Begrüßenswert wäre gewesen, wenn Sie das Thema Pädokriminalität / Pädosexualität genutzt hätten, um darüber aufzuklären, dass es sich bei „Pädophilie“ nicht um eine Form von Liebe, sondern einzig und allein um subtile bis hin zu massiver Machtausübung mittels sexualisierter Gewalt handelt.

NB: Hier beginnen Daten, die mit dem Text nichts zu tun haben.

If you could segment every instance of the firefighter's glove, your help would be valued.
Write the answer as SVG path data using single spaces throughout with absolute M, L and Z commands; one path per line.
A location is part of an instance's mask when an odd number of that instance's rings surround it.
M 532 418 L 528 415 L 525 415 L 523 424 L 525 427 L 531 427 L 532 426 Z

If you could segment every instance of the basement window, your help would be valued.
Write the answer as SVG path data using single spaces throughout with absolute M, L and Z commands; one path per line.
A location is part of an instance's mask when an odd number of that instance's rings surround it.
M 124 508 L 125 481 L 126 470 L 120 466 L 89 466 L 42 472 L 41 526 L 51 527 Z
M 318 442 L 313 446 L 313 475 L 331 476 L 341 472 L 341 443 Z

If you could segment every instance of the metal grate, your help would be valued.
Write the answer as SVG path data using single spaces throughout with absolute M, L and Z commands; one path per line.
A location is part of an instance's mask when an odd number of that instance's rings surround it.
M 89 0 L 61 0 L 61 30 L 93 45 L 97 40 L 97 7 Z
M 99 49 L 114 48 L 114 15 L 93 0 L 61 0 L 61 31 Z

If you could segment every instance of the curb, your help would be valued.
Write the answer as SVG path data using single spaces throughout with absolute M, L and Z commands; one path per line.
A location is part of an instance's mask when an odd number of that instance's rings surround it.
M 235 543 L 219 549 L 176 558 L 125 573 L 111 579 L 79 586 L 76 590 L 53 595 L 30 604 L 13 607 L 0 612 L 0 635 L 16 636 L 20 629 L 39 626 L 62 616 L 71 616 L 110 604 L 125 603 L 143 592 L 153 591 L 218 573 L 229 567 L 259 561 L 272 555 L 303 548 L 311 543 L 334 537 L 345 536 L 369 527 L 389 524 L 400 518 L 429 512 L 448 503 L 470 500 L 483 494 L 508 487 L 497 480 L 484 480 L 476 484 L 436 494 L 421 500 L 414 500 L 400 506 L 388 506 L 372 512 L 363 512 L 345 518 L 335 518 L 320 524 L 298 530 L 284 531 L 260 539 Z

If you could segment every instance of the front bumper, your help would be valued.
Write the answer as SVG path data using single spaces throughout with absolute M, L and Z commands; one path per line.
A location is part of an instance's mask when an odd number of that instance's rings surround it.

2. Die Bemerkung des Herrn Karl-Dieter Möller war hoffentlich ironisch gemeint:

Zitat: „… Was in deutschen Kinderzimmern passiert, darüber sollte man einen Mantel decken…“

Seit geraumer Zeit kämpfen wir Betroffenen sexualisierter Gewalt gegen diesen Mantel des Schweigens, der gesellschaftlich verankert ist. In Anbetracht dessen, dass jedes 5. Mädchen und jeder 7. Junge sexualisierter Gewalt ausgesetzt ist und inzwischen auch in der Prävention endlich diese erschütternde Tatsache ein Thema geworden ist, darf und kann es nicht hingenommen werden, dass Erwachsene in einer öffentlichen Sendung wie der Ihren kommentarlos ein derartiges Statement abgeben. Zumal neueste Erhebungen mittlerweile von 10 Millionen Betroffenen sexualisierter Gewalt ausgehen (s. Quelle).
Die Dunkelziffer ist hier noch nicht mit einberechnet. Mitwisser, Vertuscher und Wegseher sind erheblich an der hohen Dunkelziffer beteiligt und verstärken bei Kindern, an denen über Jahre hinweg sexualisierte Gewalt verübt wird und wurde, das Gefühl, nicht darüber reden zu dürfen, keine Hilfe zu bekommen. Wie oft wurde gerade im letzten Jahr der Aufdeckung sexualisierter Gewalt in Schulen und kirchlichen Institutionen den Opfern und Betroffenen vorgehalten, dass sie so lange geschwiegen haben. Wundert es noch, wenn Bemerkungen wie die eines Herrn Karl-Dieter Möller immer und immer wieder in öffentlichen Medien kommentarlos verbreitet werden dürfen?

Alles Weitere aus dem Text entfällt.